A l’intérieur du marabout(1) poussait un figuier. A côté du figuier, un abri en forme de petit four construit en terre crue où on déposait des cierges allumés. Après avoir embrassé la tombe et lu la sourate «Al-Fatiha », la première sourate en position dans le coran, chaque villageois déposait sa petite bougie allumée en faisant un vœu. Ce rituel existait depuis la nuit des temps et tout le monde y croyait dur comme fer en sa baraka jusqu’au jour, cinquante ans plus tard, un beau matin, ils ont trouvé un grand trou creusé à la place du figuier, déraciné et jeté sur le parvis.
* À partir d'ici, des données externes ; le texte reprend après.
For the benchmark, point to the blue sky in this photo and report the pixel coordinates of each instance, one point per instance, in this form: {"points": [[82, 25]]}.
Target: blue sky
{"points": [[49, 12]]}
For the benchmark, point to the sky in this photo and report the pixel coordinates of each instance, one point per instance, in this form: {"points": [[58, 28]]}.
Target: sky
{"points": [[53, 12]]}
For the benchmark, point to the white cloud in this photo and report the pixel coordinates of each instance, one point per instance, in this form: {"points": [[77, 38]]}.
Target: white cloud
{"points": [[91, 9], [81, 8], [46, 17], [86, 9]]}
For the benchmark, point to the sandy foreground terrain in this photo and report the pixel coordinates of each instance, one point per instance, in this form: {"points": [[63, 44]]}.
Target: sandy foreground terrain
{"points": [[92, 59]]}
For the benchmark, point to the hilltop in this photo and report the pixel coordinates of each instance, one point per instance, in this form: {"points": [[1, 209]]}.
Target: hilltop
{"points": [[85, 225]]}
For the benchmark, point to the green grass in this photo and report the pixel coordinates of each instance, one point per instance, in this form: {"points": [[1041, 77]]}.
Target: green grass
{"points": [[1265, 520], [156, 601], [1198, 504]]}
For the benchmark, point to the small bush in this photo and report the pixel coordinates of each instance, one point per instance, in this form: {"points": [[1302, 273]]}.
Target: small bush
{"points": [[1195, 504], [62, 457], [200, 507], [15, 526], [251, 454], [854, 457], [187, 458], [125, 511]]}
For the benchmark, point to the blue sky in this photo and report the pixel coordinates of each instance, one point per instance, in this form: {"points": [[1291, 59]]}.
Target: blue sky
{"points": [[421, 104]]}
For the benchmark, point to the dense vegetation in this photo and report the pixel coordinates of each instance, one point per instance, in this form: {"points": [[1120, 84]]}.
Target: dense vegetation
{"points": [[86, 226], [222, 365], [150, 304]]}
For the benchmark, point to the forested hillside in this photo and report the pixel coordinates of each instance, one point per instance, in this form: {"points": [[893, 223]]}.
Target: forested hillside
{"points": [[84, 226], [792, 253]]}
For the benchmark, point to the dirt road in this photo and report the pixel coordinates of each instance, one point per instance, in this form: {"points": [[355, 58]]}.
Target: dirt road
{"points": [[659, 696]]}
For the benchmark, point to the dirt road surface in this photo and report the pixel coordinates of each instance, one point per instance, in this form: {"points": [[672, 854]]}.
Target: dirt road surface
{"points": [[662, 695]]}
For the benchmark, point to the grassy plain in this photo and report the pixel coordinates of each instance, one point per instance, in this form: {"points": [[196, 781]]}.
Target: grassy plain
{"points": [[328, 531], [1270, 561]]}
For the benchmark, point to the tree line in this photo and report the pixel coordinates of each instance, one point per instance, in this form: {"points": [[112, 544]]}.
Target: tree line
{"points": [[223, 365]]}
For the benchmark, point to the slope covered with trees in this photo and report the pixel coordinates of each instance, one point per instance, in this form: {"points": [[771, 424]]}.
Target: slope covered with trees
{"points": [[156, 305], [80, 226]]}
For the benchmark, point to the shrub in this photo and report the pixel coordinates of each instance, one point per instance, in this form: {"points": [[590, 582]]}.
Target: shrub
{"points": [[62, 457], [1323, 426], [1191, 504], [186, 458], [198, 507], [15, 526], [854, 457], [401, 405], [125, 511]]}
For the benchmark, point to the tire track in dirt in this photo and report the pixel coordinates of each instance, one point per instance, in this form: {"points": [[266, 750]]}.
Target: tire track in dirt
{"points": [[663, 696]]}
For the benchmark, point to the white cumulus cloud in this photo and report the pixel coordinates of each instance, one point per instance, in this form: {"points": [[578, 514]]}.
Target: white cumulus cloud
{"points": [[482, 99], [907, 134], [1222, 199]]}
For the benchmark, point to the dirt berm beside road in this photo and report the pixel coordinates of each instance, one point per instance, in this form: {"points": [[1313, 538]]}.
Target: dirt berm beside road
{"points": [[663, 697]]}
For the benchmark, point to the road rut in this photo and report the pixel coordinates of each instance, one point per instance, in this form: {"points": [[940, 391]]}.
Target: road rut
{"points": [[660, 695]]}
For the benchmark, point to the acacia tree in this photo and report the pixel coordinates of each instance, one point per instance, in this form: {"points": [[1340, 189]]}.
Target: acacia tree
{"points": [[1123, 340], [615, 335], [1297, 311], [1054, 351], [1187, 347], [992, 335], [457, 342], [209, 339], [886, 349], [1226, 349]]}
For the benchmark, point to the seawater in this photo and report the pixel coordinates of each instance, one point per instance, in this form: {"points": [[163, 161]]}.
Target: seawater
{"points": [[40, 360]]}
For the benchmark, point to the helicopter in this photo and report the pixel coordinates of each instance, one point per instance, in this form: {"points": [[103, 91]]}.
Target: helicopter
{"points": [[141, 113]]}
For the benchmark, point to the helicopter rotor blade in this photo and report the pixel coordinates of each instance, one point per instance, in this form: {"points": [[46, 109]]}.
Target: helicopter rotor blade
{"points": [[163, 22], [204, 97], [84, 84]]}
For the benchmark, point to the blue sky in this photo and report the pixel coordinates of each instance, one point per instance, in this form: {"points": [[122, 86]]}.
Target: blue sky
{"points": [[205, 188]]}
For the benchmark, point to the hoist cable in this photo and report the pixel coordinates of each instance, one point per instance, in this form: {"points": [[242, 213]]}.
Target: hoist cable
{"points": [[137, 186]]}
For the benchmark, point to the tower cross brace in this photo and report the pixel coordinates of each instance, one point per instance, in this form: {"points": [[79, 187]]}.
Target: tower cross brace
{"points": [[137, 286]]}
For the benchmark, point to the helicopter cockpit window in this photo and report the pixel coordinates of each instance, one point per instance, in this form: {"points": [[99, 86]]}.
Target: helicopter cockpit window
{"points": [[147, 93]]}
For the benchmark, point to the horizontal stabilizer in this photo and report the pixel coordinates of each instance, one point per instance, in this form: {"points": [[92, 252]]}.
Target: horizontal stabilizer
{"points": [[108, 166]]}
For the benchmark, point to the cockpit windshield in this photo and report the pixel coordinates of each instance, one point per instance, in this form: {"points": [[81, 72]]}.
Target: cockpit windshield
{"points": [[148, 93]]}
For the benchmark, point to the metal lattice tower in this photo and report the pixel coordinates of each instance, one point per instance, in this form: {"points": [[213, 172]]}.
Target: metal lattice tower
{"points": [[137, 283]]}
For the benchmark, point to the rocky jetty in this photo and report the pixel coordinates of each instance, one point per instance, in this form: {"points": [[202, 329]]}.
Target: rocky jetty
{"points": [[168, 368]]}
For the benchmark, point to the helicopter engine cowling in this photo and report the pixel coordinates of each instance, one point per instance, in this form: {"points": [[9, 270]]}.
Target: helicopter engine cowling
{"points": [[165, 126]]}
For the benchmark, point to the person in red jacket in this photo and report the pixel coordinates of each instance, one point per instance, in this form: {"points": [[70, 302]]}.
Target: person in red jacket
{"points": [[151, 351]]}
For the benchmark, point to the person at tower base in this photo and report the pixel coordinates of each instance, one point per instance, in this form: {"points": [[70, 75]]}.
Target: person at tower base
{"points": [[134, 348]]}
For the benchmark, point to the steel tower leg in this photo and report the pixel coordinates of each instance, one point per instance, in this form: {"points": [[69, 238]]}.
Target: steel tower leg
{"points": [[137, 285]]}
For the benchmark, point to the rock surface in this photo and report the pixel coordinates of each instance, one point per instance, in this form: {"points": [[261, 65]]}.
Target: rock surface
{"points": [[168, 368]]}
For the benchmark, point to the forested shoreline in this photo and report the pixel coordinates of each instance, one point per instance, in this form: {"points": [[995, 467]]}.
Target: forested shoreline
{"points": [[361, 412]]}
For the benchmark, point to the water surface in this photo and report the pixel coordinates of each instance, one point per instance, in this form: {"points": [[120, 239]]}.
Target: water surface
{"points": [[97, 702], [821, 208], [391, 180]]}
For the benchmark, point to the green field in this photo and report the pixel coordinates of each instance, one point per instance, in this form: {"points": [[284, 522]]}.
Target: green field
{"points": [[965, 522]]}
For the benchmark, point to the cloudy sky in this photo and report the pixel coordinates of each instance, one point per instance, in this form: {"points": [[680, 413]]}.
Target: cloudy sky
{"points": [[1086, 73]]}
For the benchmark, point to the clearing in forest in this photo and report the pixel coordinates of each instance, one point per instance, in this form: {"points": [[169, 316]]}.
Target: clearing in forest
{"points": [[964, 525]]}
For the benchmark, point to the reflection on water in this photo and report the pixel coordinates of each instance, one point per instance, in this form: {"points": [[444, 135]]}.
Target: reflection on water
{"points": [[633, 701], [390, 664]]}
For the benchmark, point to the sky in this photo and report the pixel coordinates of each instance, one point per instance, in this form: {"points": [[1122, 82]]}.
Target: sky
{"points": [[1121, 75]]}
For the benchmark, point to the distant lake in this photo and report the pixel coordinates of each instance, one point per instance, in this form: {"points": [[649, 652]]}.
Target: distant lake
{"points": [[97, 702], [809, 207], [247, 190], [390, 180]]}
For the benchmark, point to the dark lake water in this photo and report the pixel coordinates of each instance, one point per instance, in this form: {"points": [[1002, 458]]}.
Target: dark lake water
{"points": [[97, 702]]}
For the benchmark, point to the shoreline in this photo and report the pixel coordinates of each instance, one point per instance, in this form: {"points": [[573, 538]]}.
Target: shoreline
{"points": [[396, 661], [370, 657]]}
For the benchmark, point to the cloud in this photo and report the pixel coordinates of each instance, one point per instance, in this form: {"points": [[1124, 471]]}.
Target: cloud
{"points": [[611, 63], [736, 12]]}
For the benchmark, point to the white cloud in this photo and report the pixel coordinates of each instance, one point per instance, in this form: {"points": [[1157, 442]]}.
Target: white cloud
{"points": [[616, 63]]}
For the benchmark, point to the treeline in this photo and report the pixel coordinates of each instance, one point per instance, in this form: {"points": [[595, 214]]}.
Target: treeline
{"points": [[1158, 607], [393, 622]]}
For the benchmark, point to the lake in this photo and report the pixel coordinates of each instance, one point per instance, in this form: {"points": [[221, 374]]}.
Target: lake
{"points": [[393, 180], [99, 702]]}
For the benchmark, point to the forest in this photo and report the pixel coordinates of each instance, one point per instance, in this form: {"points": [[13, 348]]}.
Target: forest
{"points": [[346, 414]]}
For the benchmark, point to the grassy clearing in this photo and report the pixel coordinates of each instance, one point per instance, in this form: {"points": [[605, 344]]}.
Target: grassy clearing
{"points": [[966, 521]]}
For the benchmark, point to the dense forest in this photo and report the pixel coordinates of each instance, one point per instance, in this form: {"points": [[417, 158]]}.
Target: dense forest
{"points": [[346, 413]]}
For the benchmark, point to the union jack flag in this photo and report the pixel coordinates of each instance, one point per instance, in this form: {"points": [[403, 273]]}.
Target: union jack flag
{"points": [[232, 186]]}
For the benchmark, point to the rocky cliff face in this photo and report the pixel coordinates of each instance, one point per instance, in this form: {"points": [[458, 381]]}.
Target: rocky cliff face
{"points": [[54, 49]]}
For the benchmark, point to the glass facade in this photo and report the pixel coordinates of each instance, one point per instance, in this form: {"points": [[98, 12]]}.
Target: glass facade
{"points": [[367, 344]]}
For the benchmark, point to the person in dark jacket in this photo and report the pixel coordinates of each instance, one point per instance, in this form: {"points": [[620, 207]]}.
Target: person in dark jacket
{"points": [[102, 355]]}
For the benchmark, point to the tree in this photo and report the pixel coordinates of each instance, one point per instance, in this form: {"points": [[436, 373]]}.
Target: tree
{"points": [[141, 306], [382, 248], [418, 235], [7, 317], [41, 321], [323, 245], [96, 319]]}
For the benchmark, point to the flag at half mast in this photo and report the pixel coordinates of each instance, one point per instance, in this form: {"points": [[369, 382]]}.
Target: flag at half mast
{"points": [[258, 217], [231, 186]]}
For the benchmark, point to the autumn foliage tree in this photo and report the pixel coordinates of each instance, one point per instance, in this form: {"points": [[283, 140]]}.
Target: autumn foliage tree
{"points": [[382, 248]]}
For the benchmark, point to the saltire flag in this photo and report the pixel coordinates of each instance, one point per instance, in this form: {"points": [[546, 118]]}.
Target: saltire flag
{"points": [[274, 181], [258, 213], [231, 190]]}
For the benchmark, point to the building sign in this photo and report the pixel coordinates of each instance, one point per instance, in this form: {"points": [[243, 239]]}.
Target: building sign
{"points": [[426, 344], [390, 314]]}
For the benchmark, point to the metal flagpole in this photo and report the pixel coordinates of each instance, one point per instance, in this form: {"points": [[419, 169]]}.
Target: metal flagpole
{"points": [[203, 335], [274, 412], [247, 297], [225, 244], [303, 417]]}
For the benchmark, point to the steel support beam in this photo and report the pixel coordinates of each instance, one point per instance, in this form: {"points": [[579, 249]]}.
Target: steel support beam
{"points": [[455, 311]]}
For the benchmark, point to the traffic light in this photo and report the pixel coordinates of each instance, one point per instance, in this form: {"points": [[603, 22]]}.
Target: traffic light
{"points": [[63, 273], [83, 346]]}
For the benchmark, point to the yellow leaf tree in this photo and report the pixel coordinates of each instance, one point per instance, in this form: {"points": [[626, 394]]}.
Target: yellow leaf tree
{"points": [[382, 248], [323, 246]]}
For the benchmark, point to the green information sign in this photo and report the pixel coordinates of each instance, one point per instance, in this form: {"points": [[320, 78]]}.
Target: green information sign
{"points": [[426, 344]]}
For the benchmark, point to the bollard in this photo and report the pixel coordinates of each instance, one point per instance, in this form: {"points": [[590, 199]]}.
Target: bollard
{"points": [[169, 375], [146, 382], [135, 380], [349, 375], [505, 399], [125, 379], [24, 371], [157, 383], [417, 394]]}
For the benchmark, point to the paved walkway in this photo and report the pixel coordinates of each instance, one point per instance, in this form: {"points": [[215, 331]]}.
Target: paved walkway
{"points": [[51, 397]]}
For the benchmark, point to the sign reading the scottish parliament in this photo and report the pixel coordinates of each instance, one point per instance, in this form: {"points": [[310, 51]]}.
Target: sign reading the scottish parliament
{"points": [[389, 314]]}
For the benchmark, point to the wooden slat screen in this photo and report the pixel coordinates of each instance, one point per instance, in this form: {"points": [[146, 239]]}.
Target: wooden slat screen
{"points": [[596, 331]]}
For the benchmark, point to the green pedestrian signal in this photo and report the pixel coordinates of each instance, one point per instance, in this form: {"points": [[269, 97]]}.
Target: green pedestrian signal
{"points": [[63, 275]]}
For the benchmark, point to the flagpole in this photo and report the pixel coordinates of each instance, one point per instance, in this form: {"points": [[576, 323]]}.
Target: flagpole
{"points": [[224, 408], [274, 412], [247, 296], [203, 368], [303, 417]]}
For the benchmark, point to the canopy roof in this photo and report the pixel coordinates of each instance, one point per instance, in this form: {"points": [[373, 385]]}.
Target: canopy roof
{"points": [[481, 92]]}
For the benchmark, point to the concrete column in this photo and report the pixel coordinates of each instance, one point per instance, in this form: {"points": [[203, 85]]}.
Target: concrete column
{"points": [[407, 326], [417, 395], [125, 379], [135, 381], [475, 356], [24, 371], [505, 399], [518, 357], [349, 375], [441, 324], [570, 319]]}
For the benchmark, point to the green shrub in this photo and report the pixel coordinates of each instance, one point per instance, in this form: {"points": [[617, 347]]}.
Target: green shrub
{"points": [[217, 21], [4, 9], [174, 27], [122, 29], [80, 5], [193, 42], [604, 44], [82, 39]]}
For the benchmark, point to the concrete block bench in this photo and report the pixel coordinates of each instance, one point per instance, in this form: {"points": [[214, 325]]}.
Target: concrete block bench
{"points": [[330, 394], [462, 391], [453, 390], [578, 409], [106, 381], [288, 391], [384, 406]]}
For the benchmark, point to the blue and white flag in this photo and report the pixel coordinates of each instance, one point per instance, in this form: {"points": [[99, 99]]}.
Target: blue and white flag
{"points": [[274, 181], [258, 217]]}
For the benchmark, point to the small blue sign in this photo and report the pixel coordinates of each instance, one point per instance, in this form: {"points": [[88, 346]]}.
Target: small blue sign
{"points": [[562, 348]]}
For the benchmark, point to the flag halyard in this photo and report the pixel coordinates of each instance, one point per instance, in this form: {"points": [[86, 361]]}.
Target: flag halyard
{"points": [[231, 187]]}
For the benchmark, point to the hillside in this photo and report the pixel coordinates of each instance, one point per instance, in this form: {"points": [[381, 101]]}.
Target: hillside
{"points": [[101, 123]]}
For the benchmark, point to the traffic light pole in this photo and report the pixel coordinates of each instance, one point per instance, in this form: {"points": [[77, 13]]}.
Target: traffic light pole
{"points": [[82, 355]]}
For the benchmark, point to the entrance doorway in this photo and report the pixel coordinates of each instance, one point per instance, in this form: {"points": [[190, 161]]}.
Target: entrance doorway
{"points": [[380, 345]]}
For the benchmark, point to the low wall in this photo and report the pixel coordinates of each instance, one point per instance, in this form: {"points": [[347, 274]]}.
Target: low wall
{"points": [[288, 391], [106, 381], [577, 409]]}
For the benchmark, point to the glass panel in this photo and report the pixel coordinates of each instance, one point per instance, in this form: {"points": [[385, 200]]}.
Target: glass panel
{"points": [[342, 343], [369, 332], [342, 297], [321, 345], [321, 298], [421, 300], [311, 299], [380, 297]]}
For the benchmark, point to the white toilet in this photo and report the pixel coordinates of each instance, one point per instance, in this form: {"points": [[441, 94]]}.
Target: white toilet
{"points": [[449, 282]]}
Des hommes sont venus la nuit, surement des chasseurs de trésor avec un complice, un soi-disant préposé religieux avec des connaissances ésotériques et irrationnelles un des ceux qui cherchent toujours à percer le mystère des couches terrestres. Ce préposé qui avait localisé l’endroit à prospecter, était venu superviser l’opération en proférant des incantations pour retirer le trésor enterré sous terre. Tous les rêves de ce lieu tant sacralisé se sont envolés. On imaginait que cet endroit n’était qu’un lieu où un père de famille avait dû cacher ses bijoux et ses louis d’or en l’absence des établissements bancaires. Les familles les plus fortunées cachaient leurs biens dans les endroits inattendus. A l’époque, tout le monde ne jurait que par « Sidi Chafi ». Nous dépensions toutes nos petites fortunes pour acheter les cierges et les déposer au sein du marabout. Sidi Chafi avait-il bien existé ou était-ce simplement un repaire pour cacher ce trésor ? Quelle déception pour les villageois ! Un trésor à portée de main sans que personne ne s’en fût soucié. C’est avec la rage au cœur qu’ils se relaient pour relater l’évènement. Depuis ce jour, ils ont tourné le dos à ce saint mirage.
(1) Pieux ermite, saint de l’islam, dont le tombeau est un lieu de pèlerinage.